[ExI] south carolina primary election

Dan dan_ust at yahoo.com
Tue Jun 15 18:08:54 UTC 2010


Will you remain neutral?

And why should this matter again?

Basically, I see democracy -- rightfully, I think (or I'd change my mind) -- as merely a way of pretending the rule have a say in how they're ruled. It's a nice illusion for many -- and works especially well for political elites who badger those uppity types with vote tallies as if these actually measured anything important.

Also, there seems to be the notion that somehow in the past -- maybe the distant past, maybe in someone's lifetime -- that somehow democracy worked and produced good results, but today this has been corrupted. Isn't the truth more that things have always been corrupt? The more astounding thing for me is how much corruption there's always been and yet there's almost no rebellion. (To me, this is not a good sign. It's an extremely bad one. It means, to me, almost everyone will tolerate abuse of power as well as readily accept fair tales about history and civics.
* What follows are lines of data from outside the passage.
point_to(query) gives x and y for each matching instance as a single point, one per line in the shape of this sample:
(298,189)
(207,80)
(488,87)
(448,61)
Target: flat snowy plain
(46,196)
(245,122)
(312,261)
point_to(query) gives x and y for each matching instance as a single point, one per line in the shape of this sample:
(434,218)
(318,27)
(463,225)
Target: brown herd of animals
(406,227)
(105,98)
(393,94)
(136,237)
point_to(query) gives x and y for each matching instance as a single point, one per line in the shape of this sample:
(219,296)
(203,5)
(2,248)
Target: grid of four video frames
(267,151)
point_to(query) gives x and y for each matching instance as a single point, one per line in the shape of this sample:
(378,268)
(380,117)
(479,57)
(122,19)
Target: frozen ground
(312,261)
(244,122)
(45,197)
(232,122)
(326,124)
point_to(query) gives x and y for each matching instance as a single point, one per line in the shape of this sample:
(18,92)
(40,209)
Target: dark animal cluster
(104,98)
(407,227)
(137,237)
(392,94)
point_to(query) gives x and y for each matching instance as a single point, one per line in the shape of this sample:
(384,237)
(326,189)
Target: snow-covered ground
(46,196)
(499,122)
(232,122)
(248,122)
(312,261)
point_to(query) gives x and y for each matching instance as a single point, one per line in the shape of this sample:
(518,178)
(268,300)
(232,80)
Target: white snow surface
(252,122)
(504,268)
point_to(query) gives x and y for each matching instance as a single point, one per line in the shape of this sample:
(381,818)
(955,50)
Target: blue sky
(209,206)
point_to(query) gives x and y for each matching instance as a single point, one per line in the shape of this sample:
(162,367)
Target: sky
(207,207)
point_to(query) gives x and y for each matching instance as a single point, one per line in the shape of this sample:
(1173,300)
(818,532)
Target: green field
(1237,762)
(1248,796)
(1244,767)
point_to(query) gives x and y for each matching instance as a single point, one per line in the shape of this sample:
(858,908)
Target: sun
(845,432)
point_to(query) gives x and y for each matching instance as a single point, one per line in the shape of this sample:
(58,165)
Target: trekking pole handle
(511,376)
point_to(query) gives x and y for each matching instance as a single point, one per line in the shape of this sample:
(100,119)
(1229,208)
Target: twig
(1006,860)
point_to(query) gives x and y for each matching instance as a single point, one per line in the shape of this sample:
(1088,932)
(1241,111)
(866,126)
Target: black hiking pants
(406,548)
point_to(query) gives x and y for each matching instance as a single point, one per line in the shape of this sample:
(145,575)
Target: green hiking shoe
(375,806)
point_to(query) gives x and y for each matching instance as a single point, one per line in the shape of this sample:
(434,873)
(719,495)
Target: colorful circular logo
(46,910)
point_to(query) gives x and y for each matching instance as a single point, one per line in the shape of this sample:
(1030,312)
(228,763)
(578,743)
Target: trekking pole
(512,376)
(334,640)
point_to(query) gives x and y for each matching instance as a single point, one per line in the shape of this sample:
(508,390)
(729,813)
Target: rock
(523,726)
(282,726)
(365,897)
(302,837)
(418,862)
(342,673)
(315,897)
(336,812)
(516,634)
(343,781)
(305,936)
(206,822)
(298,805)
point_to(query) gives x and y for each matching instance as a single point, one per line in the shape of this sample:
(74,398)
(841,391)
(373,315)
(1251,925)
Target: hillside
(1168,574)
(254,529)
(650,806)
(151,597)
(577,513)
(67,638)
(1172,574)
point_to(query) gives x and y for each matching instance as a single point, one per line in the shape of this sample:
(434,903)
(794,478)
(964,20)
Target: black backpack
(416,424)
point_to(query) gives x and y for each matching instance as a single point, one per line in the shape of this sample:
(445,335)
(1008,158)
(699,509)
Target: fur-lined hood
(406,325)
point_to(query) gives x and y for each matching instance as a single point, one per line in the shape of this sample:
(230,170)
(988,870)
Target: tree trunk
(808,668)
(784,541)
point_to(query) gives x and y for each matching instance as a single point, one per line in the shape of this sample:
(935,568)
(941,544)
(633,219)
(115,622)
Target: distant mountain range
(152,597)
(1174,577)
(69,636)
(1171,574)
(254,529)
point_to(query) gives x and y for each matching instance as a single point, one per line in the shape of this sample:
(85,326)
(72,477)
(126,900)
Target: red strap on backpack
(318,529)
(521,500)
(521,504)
To me, that's much more dangerous than living in a society of well armed people who are [heathily] distrustful of their rulers.)

Regards,

Dan


From: Gregory Jones <spike66 at att.net>
To: ExI chat list <extropy-chat at lists.extropy.org>
Sent: Tue, June 15, 2010 1:05:28 PM
Subject: Re: [ExI] south carolina primary election



> This time-bomb is ticking away:
> http://www.foxnews.com/politics/2010/06/15/clyburn-claims-hacking-greenes-surprise-win-sc-senate-race/

--- On Tue, 6/15/10, Damien Broderick <thespike at satx.rr.com> wrote:

...This is known technically as the "donkey vote." It has to be taken into consideration, but it's rarely critical...

Agreed, the donkey vote is negligible, but this actually reinforces my point.  We have a case of a disputed vote which really does look suspicious as all hell, in an election using machines that cannot be audited.  This was a merciful warning shot across the bow, since this election was only a primary, so all the contestants are of the same party, in a state no one ever heard of anyway.  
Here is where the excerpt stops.